There are a lot of useless gadgets on the market — Dash buttons for binders, $700 juicers, internet-connected laser pointers for cats, and the like – but Tile isn’t one of them. It can find your stuff when memory fails you.
Bluetooth trackers, like Tile, are a pretty elegant tech solution for an everyday problem. They’re small, typically no larger than a tin of lip balm. Almost every tracker has the same features (including Trackr, Chipolo, and, of course, Tile): the ability to ring the item from your phone, display the item’s last known or current location on an app, reverse-find a phone by pressing on the tracker itself, and tap into a network of the device’s users to crowdsource your search when the tracker goes out of Bluetooth range.
I bought my Tile more than a year ago. Of the three trackers I considered, Tile had the most Facebook likes and therefore, perhaps, the most users (“millions,” according to the company)?? Yeah. Idk. Those users, I figured, could come in handy when I lose them for good. ¯\_(ツ)_/¯
But even on my own, Tile has come in handy more times than I’d prefer to admit. My boyfriend has been driven INSANE by the 90-decibel Tile chirp I activate every morning to find my door key.
The company sent a review unit over, on loan, and I’ve been playing with it and trying to lose my stuff ever since.
It’s fundamentally the same product as the original Tile, but much slimmer and minus a key ring. There’s an integrated button you can double tap to locate your phone, and it will also appear in the app with a map of its current or last known location. It has the same IP5 splash-proof rating and 100-foot Bluetooth LE range.
The first is price. Slim is $30 for one or $100 for four, while Tile is $25 for one or $70 for four.
Tile Slim also includes four new ringtones: Bionic Birdie, the Classic Call (that my BF wants to destroy), Pep in Your Step, and Blues for Slim. The new sounds, unfortunately, are not rolling out to the original Tile.
Lastly, Slim is designed to be slipped into tight spaces, versus attached with a carabiner or keyring. Adhesives are $5 for a three-pack and are sold separately.
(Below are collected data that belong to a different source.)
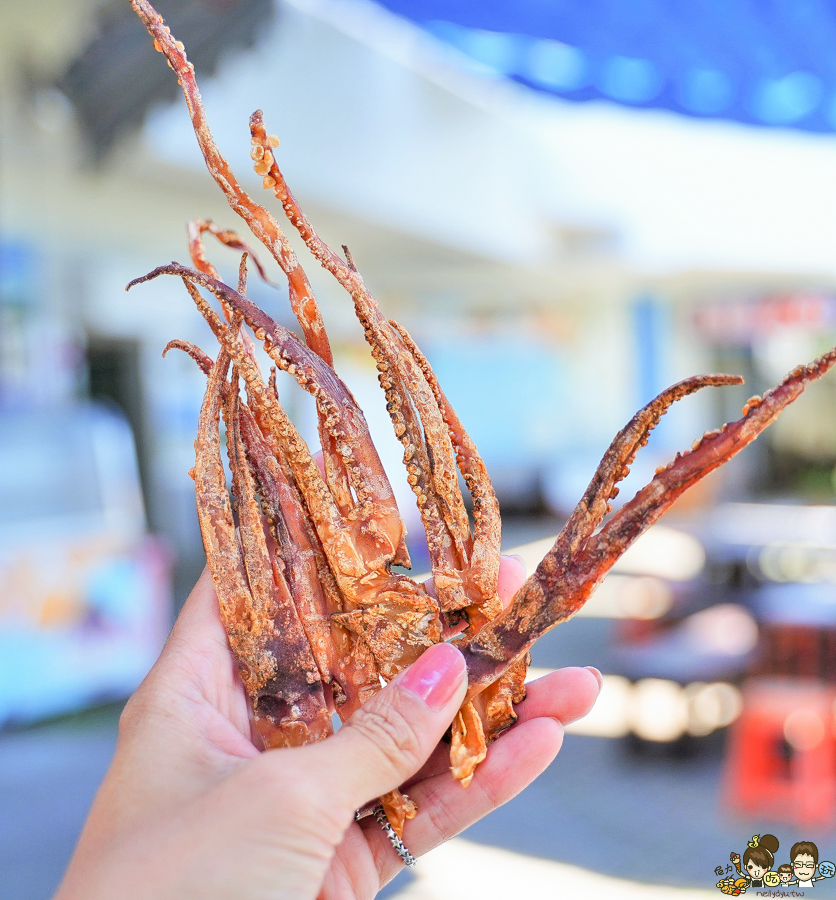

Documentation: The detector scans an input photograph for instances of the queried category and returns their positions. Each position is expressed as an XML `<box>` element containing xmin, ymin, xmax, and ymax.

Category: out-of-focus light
<box><xmin>751</xmin><ymin>71</ymin><xmax>823</xmax><ymax>124</ymax></box>
<box><xmin>578</xmin><ymin>574</ymin><xmax>673</xmax><ymax>619</ymax></box>
<box><xmin>683</xmin><ymin>603</ymin><xmax>758</xmax><ymax>655</ymax></box>
<box><xmin>426</xmin><ymin>21</ymin><xmax>526</xmax><ymax>76</ymax></box>
<box><xmin>711</xmin><ymin>504</ymin><xmax>836</xmax><ymax>549</ymax></box>
<box><xmin>598</xmin><ymin>55</ymin><xmax>662</xmax><ymax>104</ymax></box>
<box><xmin>686</xmin><ymin>681</ymin><xmax>742</xmax><ymax>736</ymax></box>
<box><xmin>756</xmin><ymin>543</ymin><xmax>836</xmax><ymax>583</ymax></box>
<box><xmin>568</xmin><ymin>674</ymin><xmax>631</xmax><ymax>738</ymax></box>
<box><xmin>612</xmin><ymin>525</ymin><xmax>705</xmax><ymax>581</ymax></box>
<box><xmin>525</xmin><ymin>39</ymin><xmax>586</xmax><ymax>91</ymax></box>
<box><xmin>457</xmin><ymin>29</ymin><xmax>521</xmax><ymax>74</ymax></box>
<box><xmin>758</xmin><ymin>543</ymin><xmax>809</xmax><ymax>582</ymax></box>
<box><xmin>784</xmin><ymin>708</ymin><xmax>825</xmax><ymax>751</ymax></box>
<box><xmin>754</xmin><ymin>326</ymin><xmax>819</xmax><ymax>383</ymax></box>
<box><xmin>629</xmin><ymin>678</ymin><xmax>688</xmax><ymax>742</ymax></box>
<box><xmin>613</xmin><ymin>575</ymin><xmax>673</xmax><ymax>619</ymax></box>
<box><xmin>404</xmin><ymin>834</ymin><xmax>720</xmax><ymax>899</ymax></box>
<box><xmin>678</xmin><ymin>68</ymin><xmax>734</xmax><ymax>114</ymax></box>
<box><xmin>507</xmin><ymin>526</ymin><xmax>703</xmax><ymax>584</ymax></box>
<box><xmin>528</xmin><ymin>669</ymin><xmax>741</xmax><ymax>740</ymax></box>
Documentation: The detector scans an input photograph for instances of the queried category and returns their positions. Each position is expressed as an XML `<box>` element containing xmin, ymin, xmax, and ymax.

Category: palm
<box><xmin>151</xmin><ymin>569</ymin><xmax>599</xmax><ymax>898</ymax></box>
<box><xmin>157</xmin><ymin>570</ymin><xmax>258</xmax><ymax>760</ymax></box>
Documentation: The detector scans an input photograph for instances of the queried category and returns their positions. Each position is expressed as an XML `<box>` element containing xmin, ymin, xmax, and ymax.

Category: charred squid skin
<box><xmin>224</xmin><ymin>378</ymin><xmax>333</xmax><ymax>747</ymax></box>
<box><xmin>237</xmin><ymin>401</ymin><xmax>378</xmax><ymax>718</ymax></box>
<box><xmin>461</xmin><ymin>348</ymin><xmax>836</xmax><ymax>701</ymax></box>
<box><xmin>195</xmin><ymin>350</ymin><xmax>329</xmax><ymax>748</ymax></box>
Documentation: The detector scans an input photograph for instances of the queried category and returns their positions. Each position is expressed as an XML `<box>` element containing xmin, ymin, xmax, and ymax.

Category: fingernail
<box><xmin>397</xmin><ymin>643</ymin><xmax>466</xmax><ymax>710</ymax></box>
<box><xmin>585</xmin><ymin>666</ymin><xmax>603</xmax><ymax>692</ymax></box>
<box><xmin>506</xmin><ymin>554</ymin><xmax>527</xmax><ymax>571</ymax></box>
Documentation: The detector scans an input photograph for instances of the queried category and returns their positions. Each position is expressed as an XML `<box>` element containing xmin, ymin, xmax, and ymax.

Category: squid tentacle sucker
<box><xmin>127</xmin><ymin>0</ymin><xmax>836</xmax><ymax>844</ymax></box>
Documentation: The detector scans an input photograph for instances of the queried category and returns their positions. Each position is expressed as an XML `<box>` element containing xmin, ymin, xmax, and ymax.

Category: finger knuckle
<box><xmin>253</xmin><ymin>757</ymin><xmax>302</xmax><ymax>807</ymax></box>
<box><xmin>423</xmin><ymin>786</ymin><xmax>461</xmax><ymax>843</ymax></box>
<box><xmin>349</xmin><ymin>702</ymin><xmax>422</xmax><ymax>775</ymax></box>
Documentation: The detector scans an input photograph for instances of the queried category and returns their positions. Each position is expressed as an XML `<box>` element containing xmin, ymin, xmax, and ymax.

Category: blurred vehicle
<box><xmin>562</xmin><ymin>502</ymin><xmax>836</xmax><ymax>756</ymax></box>
<box><xmin>0</xmin><ymin>402</ymin><xmax>171</xmax><ymax>727</ymax></box>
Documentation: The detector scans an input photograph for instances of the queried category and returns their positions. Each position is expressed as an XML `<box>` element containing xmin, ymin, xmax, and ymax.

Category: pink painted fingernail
<box><xmin>397</xmin><ymin>643</ymin><xmax>466</xmax><ymax>710</ymax></box>
<box><xmin>585</xmin><ymin>666</ymin><xmax>603</xmax><ymax>692</ymax></box>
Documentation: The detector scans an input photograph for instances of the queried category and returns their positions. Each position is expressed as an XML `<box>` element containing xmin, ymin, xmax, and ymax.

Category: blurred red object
<box><xmin>723</xmin><ymin>679</ymin><xmax>836</xmax><ymax>826</ymax></box>
<box><xmin>752</xmin><ymin>622</ymin><xmax>836</xmax><ymax>682</ymax></box>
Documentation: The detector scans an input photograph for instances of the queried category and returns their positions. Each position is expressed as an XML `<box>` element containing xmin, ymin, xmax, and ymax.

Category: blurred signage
<box><xmin>0</xmin><ymin>534</ymin><xmax>170</xmax><ymax>725</ymax></box>
<box><xmin>0</xmin><ymin>403</ymin><xmax>171</xmax><ymax>726</ymax></box>
<box><xmin>0</xmin><ymin>239</ymin><xmax>83</xmax><ymax>409</ymax></box>
<box><xmin>695</xmin><ymin>293</ymin><xmax>836</xmax><ymax>345</ymax></box>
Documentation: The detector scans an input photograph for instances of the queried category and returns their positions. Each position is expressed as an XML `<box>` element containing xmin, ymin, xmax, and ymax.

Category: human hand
<box><xmin>55</xmin><ymin>560</ymin><xmax>600</xmax><ymax>900</ymax></box>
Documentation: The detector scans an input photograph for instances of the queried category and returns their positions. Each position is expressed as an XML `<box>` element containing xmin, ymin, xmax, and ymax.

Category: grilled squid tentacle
<box><xmin>135</xmin><ymin>0</ymin><xmax>836</xmax><ymax>803</ymax></box>
<box><xmin>128</xmin><ymin>264</ymin><xmax>405</xmax><ymax>572</ymax></box>
<box><xmin>130</xmin><ymin>0</ymin><xmax>333</xmax><ymax>366</ymax></box>
<box><xmin>237</xmin><ymin>403</ymin><xmax>378</xmax><ymax>716</ymax></box>
<box><xmin>188</xmin><ymin>217</ymin><xmax>274</xmax><ymax>286</ymax></box>
<box><xmin>162</xmin><ymin>339</ymin><xmax>213</xmax><ymax>375</ymax></box>
<box><xmin>389</xmin><ymin>319</ymin><xmax>503</xmax><ymax>629</ymax></box>
<box><xmin>195</xmin><ymin>350</ymin><xmax>331</xmax><ymax>748</ymax></box>
<box><xmin>549</xmin><ymin>373</ymin><xmax>743</xmax><ymax>573</ymax></box>
<box><xmin>461</xmin><ymin>348</ymin><xmax>836</xmax><ymax>702</ymax></box>
<box><xmin>250</xmin><ymin>113</ymin><xmax>472</xmax><ymax>611</ymax></box>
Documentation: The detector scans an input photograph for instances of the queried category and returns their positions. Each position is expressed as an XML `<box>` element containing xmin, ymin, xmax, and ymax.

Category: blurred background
<box><xmin>6</xmin><ymin>0</ymin><xmax>836</xmax><ymax>896</ymax></box>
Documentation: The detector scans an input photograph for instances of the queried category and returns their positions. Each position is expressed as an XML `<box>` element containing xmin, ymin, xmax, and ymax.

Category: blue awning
<box><xmin>374</xmin><ymin>0</ymin><xmax>836</xmax><ymax>132</ymax></box>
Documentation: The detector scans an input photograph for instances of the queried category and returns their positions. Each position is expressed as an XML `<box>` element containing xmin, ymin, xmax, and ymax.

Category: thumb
<box><xmin>314</xmin><ymin>642</ymin><xmax>467</xmax><ymax>814</ymax></box>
It fits super nicely in the back folio pocket of my Moleskine.
It’s great for chunky wallets, passports, notebooks, and weird backpack pockets. If you prefer a money clip, however, you probably shouldn’t get the Tile Slim. It’s still a little too thick for wallet minimalists.
The Tile Slim is also slightly quieter than the second-generation original Tile at 82 decibels (vs. 90) but still audible when buried at the bottom of your laundry basket.
Trackr already offers a wallet version of its product, but it’s almost twice as thick as the Tile Slim.
And, unlike Trackr, the battery in Tile products can’t be removed or replaced, which means that users must recycle or “reTile” them after one year. Customers can sign up for the reTile program to trade their old Tiles for new Tiles at a discount. The Tile Slim will be eligible for reTile at $21, compared to the original $30 price.
Ultimately, if you’re a Tile user, you’ll benefit from more Tiles in more places. I personally have never used the Tile community to locate a missing item, but do get “You just helped someone find a lost Tile” notifications almost every day. So, YOU’RE WELCOME, whoever keeps losing their stuff at Market and 6th.
Tile location tracking is already offered as a part of Jaguar Land Rover’s InControl app. But Nomad power banks, EcoReco scooters, and Inspire wallets will be the first consumer products to take advantage of the Tile platform. Companies that partner with Tile will receive location insights to better understand how and where customers are using their products, which doesn’t sound creepy at all.
In any case, it’s a good day to be a Tile user.